Internet search engine queries and social media data can be early warning signals, creating a real-time surveillance system for disease forecasting, says a recent University of Waterloo study.

Using the example of COVID-19, researchers found there was an association between the disease’s prevalence and search engine queries and social media posts.

“The general public tends to use internet searches and social media for health information, and especially so during global epidemics,” said Dr. Yang (Rena) Yang, a postdoctoral research fellow in the School of Public Health Sciences at Waterloo. “These behaviour patterns can be used by public health authorities to develop a real-time surveillance system to flag when diseases are spiking or waning or respond quickly to emerging infectious diseases.”

The team extracted symptom keywords from Google Trends and Twitter data in Canada from January to March 2020. These keywords included cough, runny nose, sore throat, shortness of breath, fever, headache, body ache, and fatigue on Google Trends. On Twitter, researchers looked at COVID-19-related hashtags, such as pneumonia, cough, fever, running nose and breath. They then cross-checked the information against COVID-19 data from the COVID-19 Canada Open Data Working Group.

The researchers found that search terms related to COVID-19 symptoms strongly correlated with daily COVID-19 cases with a time lag of between one and 13 days, suggesting that these tools can serve as early warning signals for digital disease surveillance in real time.
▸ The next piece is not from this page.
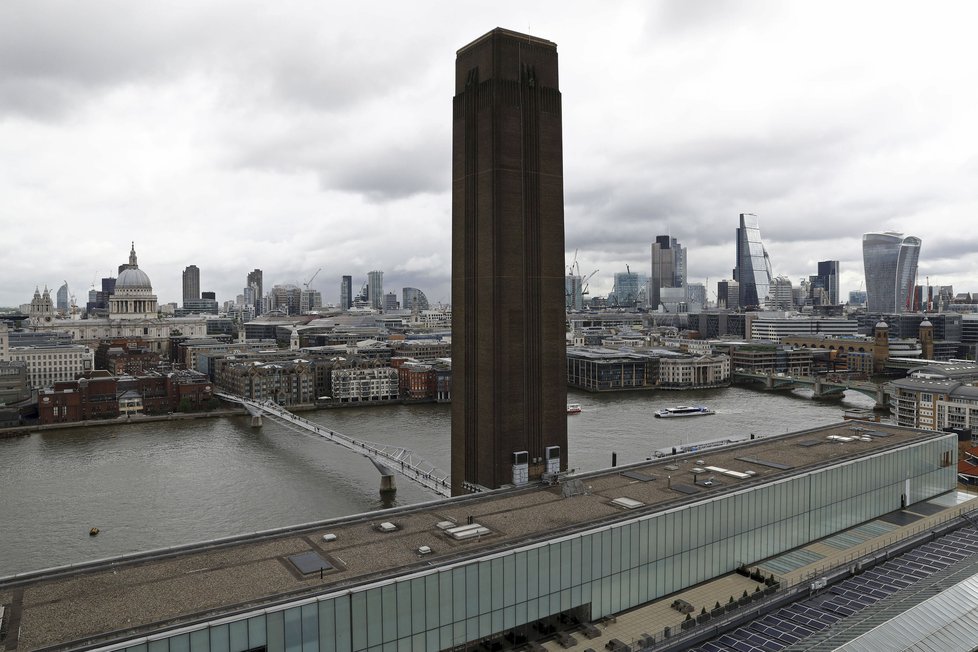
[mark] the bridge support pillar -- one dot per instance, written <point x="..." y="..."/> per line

The sophisticated machine learning model used for forecasting in this study performed better with Google Trends than with Twitter data.

Dr. Zahid Butt, lead investigator of the study and an assistant professor in the School of Public Health Sciences at Waterloo, noted there are challenges in modelling due to the noise from self-generated data, not to mention the ability to identify relevant keywords of an emerging infectious disease.

“Our future research will aim to systemically identify and organize pertinent symptom keywords for emerging diseases, even before they are commonly recognized or reported,” Butt said. “These systems have the potential to assist in epidemiological control and monitor

public perceptions of the disease, as well as forecast trends in outbreaks. A multifaceted strategy that uses multiple data sources and multimodal modelling would help provide accurate and comprehensive emerging disease surveillance.”

The study, Digital Disease Surveillance for Emerging Infectious Diseases: An Early Warning System Using the Internet and Social Media Data for COVID-19 Forecasting in Canada, appears in Studies in Health Technology and Informatics and was authored by Waterloo's Dr. Yang (Rena) Yang, Shu-Feng Tsao, Mohammad Basri, Dr. Helen Chen and Dr. Zahid Butt.